OCR planning notes

Note: There actually isn’t, it turns out, anything built into Hyrax for storing/using OCR/hOCR, so even if we were using hyrax we’d have to implement it. (Although potentially could copy other hyrax user’s implementations more wholesale). But even hyrax implementers have to implement this stuff as add-ons to hyrax.

Actual OCR process

 

Storage of OCR data

The simplest thing to do would be just to make another attr_json text attribute on the Asset for hocr or what have you – similar to the ones we have now for (manual) transcription and translation.

I was worried that putting this much data directly on the record in postgres would cause performance issues – it’s going to be fetched and sent across the wire and instantiated in ruby objects every time you fetch these Assets. But tpendragon and princeton says this is what he does and he was initially worried, but it works out fine for him. (By way of valkyrie; granted, he may not be using ActiveRecord, so it could be worse for us).

So we’ll probably at least start like that.

There will be some uses where we need the plain text extracted from hOCR markup. (eg for indexing) Shall we extract it at ingest time and store the extracted text separately? (Possibly making performance storage issues double worse?). Or extract it each time we need it (causing a separate performance problem?). Probably initially do the simplest thing, extract it when we need it – but let’s be aware of indexing performance degradation, which we might not be able to tell for sure until we have hOCR for a large part of corpus and can run bulk index, the numbers are so small per-doc either way.

Use of OCR data

OK, what are we going to actually do with it?

PDF with text layer

This is the initial obvious thing to do. Enhance our existing multi-page PDF so it has text layer based on hOCR (and make sure it’s available even for single-page works, which I’m not sure if our current PDF generation is).

While OCR engines can create PDFs with text layer themselves, we will probably create it ourselves, to our specs, from our images combined with hOCR.

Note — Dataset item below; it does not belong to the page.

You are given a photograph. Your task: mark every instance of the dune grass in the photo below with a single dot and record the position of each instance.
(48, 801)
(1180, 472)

There are tools that can combine an image with an hOCR to make PDF with text layer

 

Since our hOCR coords will be based on full TIFF, this may require doing some hOCR scaling. See https://github.com/ocropus/hocr-tools/issues/39#issuecomment-249316429

We will have to see how much this slows down our on-demand PDF creation. Difficulties of alternative pre-rendering PDFs is we still need to catch every time a work has an asset added/removed/changed/published to re-gen! But we could use same on-demand caching system, but keep generated things around longer, or pre-trigger their creation.

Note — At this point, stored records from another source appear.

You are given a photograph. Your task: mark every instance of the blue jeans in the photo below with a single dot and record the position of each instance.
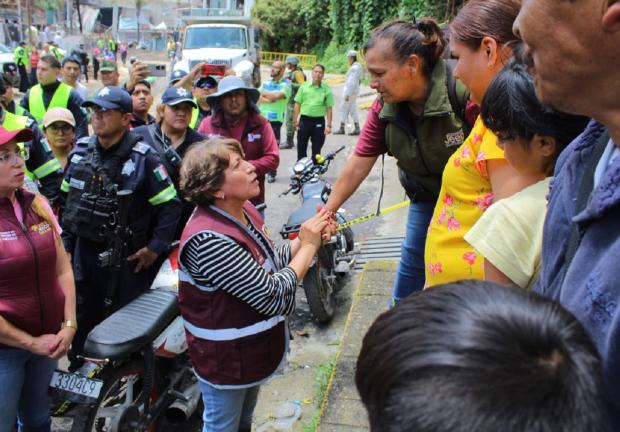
(25, 378)
(410, 275)
(228, 410)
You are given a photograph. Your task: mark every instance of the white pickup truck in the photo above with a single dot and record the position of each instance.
(221, 36)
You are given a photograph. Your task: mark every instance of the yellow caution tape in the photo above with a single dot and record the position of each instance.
(372, 215)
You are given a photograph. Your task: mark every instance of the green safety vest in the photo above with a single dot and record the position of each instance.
(14, 122)
(35, 100)
(423, 152)
(21, 57)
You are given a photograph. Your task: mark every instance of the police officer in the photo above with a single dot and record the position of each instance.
(111, 160)
(41, 165)
(295, 75)
(50, 93)
(23, 64)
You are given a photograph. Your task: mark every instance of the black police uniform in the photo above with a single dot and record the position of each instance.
(41, 162)
(154, 213)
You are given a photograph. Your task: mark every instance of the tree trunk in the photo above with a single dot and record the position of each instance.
(77, 6)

We might want to indicate somehow which PDFs will have text layers? Even if they all do, let people know in UI?

We may want to revisit resolution of images in our PDFs, they may still be excessive, we can perhaps create a smaller PDF to download.

Get Google to index…

It would be nice if a google search for a passage in our text would at least hypothetically hit on us, if our OCR’d text were indexed by google.

Not really sure how we’d do this, we should ask around and see if anyone’s tried.

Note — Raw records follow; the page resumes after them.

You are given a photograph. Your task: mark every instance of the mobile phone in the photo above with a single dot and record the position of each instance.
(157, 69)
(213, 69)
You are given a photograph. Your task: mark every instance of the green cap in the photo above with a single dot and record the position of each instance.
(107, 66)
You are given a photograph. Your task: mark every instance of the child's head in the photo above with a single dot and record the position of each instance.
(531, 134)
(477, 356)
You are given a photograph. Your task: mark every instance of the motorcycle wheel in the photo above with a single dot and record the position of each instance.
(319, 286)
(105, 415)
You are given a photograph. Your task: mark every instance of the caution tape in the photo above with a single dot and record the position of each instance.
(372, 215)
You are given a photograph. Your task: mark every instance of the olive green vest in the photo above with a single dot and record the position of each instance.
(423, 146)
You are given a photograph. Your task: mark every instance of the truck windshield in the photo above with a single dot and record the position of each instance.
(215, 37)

Might require that we have a UI that lets you look at text of (eg) page 43 as HTML, and press next/prev to go through the pages, just to have something for Google to index.

Or we try to get Google to index all our generated PDFs with text-layers? But get them to have links back DC works too?

Or “Download OCR text as text” below might do it, if done right and included in our SiteMap (and with links back to Digital Collections if someone does find it!)….

Searchability in Digital Collections search

Using our existing infrastructure that we use for Bredig and Oral History “full text”, it will be fairly easy to Solr index the OCR fulltext. And provide search results in Dig Coll, and with search results with “search in context” snippets/highlights.

The potential UI concern is that okay, now you click on one of these results… and how do you find where in the (eg) book matched your terms?

So we may need some kind of search-in-work functionality to make this not frustrating, possibly as a pre-req, and that is much harder.

Search within Work

You want to be able to:

  • search within a work, and see what pages have hits – there are various UIs for this, sometimes integrated into a reader/viewer

  • Ideally you also get highlighted results on the page image (hOCR makes this possible)

This --especially the second bullet -- will require a very significant development effort one way or another, it is the most challenging thing on this list.

There are two main packages I find people using to this.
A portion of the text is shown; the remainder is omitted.